« Dire le chapelet ? allumer un cierge ? caresser la roche de la grotte à Lourdes ? Très peu pour moi ! » Nous sommes parfois tentés de considérer la piété populaire avec méfiance. Or, la piété populaire n'est-elle pas riche de beautés et d'une force évangélisatrice. Cette manière de vivre la foi passe par le corps et se vit en fraternité, ose dire sa joie et ses peines. Elle recèle des trésors qu'il s'agit d'honorer : « Les expressions de la piété populaire ont beaucoup à nous apprendre et [...] elles sont un lieu théologique auquel nous devons prêter attention » (Evangelii Gaudium, 126). La piété populaire est d'abord un vécu à partager qui donne le goût de contempler ces manifestations colorées de la foi.

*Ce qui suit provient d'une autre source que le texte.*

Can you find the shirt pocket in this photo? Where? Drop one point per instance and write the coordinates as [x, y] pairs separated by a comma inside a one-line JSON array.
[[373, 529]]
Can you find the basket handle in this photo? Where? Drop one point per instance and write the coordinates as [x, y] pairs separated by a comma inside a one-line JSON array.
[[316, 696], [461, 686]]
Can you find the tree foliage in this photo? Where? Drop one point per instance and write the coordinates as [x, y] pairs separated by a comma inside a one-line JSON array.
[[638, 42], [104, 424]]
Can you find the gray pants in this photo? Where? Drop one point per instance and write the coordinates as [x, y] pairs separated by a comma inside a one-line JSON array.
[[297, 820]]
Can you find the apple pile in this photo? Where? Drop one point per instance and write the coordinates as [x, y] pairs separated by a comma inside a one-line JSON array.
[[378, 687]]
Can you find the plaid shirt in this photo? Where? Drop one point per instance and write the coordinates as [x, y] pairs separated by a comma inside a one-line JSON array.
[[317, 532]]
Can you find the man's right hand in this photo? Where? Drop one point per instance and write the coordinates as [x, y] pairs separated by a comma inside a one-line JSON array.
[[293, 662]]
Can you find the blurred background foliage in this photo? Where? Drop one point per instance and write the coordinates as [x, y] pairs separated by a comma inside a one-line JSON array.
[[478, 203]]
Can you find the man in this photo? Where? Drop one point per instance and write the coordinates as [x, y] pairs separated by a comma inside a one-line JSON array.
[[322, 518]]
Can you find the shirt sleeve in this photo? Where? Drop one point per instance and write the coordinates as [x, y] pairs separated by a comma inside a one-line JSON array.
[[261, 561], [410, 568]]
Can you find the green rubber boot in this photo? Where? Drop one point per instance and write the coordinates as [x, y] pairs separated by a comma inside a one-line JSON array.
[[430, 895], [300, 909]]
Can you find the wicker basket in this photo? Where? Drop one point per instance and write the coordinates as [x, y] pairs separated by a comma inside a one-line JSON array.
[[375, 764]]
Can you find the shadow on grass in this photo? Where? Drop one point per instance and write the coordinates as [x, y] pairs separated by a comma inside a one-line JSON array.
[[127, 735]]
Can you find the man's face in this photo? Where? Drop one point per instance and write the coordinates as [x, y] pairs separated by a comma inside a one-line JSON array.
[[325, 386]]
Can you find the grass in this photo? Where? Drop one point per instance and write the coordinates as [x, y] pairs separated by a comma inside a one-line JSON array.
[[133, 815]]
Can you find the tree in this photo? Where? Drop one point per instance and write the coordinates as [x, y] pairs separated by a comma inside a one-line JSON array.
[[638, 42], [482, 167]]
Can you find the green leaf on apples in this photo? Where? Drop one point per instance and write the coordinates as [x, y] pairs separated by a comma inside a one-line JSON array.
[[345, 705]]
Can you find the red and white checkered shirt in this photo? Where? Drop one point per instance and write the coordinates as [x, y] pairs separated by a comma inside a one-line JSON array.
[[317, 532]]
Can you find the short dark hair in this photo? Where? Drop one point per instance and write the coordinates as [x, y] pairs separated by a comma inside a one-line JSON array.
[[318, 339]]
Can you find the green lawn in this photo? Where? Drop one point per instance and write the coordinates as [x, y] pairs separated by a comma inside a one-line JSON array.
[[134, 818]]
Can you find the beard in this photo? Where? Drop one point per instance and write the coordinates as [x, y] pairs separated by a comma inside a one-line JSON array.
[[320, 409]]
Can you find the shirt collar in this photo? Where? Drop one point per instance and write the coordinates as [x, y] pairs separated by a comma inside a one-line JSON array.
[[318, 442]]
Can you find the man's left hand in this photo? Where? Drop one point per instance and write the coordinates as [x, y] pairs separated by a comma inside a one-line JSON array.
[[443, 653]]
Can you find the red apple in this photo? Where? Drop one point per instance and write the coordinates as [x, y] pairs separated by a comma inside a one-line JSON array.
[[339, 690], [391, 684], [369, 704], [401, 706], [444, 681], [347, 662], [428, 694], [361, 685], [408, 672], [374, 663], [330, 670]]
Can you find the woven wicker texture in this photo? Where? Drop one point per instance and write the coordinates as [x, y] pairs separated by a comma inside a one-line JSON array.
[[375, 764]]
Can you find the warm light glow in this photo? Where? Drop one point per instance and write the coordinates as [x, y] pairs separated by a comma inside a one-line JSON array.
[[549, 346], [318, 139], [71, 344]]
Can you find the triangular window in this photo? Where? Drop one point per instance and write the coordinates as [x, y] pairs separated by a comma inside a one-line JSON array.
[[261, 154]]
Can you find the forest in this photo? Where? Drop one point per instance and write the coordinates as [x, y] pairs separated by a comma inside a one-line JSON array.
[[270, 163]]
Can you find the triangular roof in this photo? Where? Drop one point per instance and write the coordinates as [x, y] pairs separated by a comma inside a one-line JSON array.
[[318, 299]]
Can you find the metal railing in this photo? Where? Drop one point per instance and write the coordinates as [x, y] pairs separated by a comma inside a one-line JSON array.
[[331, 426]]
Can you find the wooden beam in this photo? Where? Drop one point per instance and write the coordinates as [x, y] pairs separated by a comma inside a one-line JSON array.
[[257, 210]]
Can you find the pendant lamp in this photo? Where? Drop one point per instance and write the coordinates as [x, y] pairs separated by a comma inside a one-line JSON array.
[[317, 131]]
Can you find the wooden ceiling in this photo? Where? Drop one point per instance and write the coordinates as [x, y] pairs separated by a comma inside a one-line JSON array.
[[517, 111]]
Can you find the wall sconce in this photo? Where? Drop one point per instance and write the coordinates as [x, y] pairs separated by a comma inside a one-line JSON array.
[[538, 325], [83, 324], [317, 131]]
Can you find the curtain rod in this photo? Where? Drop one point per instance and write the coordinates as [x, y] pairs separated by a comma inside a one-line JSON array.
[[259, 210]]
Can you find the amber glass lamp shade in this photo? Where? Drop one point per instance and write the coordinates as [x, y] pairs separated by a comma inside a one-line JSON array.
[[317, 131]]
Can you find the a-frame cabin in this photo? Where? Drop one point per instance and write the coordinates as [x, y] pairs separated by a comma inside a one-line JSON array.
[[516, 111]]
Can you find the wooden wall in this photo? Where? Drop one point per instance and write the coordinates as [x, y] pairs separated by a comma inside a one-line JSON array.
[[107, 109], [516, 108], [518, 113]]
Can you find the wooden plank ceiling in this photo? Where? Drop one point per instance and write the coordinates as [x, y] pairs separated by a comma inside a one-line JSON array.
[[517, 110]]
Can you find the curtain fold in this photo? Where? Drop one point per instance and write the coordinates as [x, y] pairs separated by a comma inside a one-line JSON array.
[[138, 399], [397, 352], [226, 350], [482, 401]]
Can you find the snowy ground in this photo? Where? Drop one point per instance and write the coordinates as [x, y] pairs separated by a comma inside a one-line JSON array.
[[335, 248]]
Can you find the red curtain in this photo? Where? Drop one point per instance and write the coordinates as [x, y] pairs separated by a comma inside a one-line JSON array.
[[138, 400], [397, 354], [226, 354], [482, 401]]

L'expérience spirituelle est ici celle d'une capacité spontanée à s'appuyer sur Dieu, de qui vient tout secours ; c'est pourquoi la piété populaire tient une grande place dans le cœur des pauvres qui savent d'expérience combien nous sommes tous vulnérables. Si elle est l'apanage des cœurs humbles, la piété populaire n'est cependant pas la foi des ignorants, c'est la foi du peuple ; elle émane de lui et le constitue comme communauté ecclésiale, elle édifie l'Église. Cette piété est l'expression d'un élan en quête de la Source de la vie. Les évangiles attestent qu'en Jésus, qui s'adresse de la même façon aux puissants et aux petits, Dieu accueille cet élan et l'enrichit.

L'Église est appelée à laisser cette foi du peuple se déployer, tout en se prémunissant contre certains risques. Un premier apparaît dans le développement de rites qui ne sont plus référés à l'Évangile ou au Christ ; il apparaît nécessaire d'opérer un discernement. Un autre risque touche à l'unité lorsque, derrière ces pratiques, diverses sensibilités religieuses s'opposent ; ce qui devrait être le lieu de la communion, à savoir la célébration ensemble d'une même foi en Dieu, devient alors source de divisions. La piété populaire, quand elle reste fidèle à l'Esprit, est riche d'un immense potentiel de sainteté.